On reconcile, the operator:

  1. Enables fine-grained-authz on the identity provider (PUT /identity-provider/instances/{alias}/management/permissions). Keycloak auto-creates a token-exchange scope-permission on the realm-management authz resource server.
  2. Resolves each allowedClients entry to its Keycloak client UUID.
  3. Ensures a Client-type authz policy named hostzero-idp-<alias>-token-exchange exists in realm-management’s authz resource server, with clients set to the resolved UUIDs.
  4. Binds that policy to the auto-created scope-permission. The operator owns the policy list — any other policy bound manually will be replaced.

Any client not on allowedClients attempting subject_issuer=<alias> is rejected with 403 not_allowed. An empty allowedClients: [] is valid and means “deny all”.
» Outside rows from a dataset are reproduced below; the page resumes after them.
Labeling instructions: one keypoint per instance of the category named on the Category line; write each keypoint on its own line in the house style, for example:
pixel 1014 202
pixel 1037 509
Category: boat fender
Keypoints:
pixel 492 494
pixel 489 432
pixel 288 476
Soft wait on referenced clients

On first apply, the identity provider and the clients it references are often siblings in the same wave. If the operator reconciles the identity provider before a referenced client exists in Keycloak, the token-exchange reconcile defers without flipping status.ready to false. status.tokenExchange.message carries the reason; the next reconcile picks up the client once it lands.

Status

status:
  ready: true
  tokenExchange:
    enabled: true
    permissionID: <UUID of the token-exchange scope-permission>
    policyID:     <UUID of the operator-managed policy>
    policyName:   hostzero-idp-<alias>-token-exchange

enabled: false with a non-empty message indicates the operator is still waiting on referenced state.

Cleanup

Deleting the identity provider also removes the operator-managed policy from realm-management’s authz resource server. The scope-permission itself is removed by Keycloak when management-permissions are toggled off (implicit on IdP delete).

Definition Properties

Common properties from Keycloak IdentityProviderRepresentation:

PropertyTypeDescription
aliasstringUnique alias (required)
displayNamestringDisplay name
providerIdstringProvider type (oidc, saml, google, etc.)
enabledbooleanWhether provider is enabled
trustEmailbooleanTrust email from provider
storeTokenbooleanStore provider tokens
configmapProvider-specific configuration

Short Names

AliasFull Name
kcidpkeycloakidentityproviders
 
kubectl get kcidp

Notes

  • Use configSecretRef to store sensitive values like clientId and clientSecret in a Kubernetes Secret (see Config from Secret)
  • Consider using syncMode: IMPORT to import users on first login
  • Mappers must be managed via KeycloakIdentityProviderMapper. Embedding mappers inside this CR’s definition is silently ignored by Keycloak on update — the field is only consumed during realm import.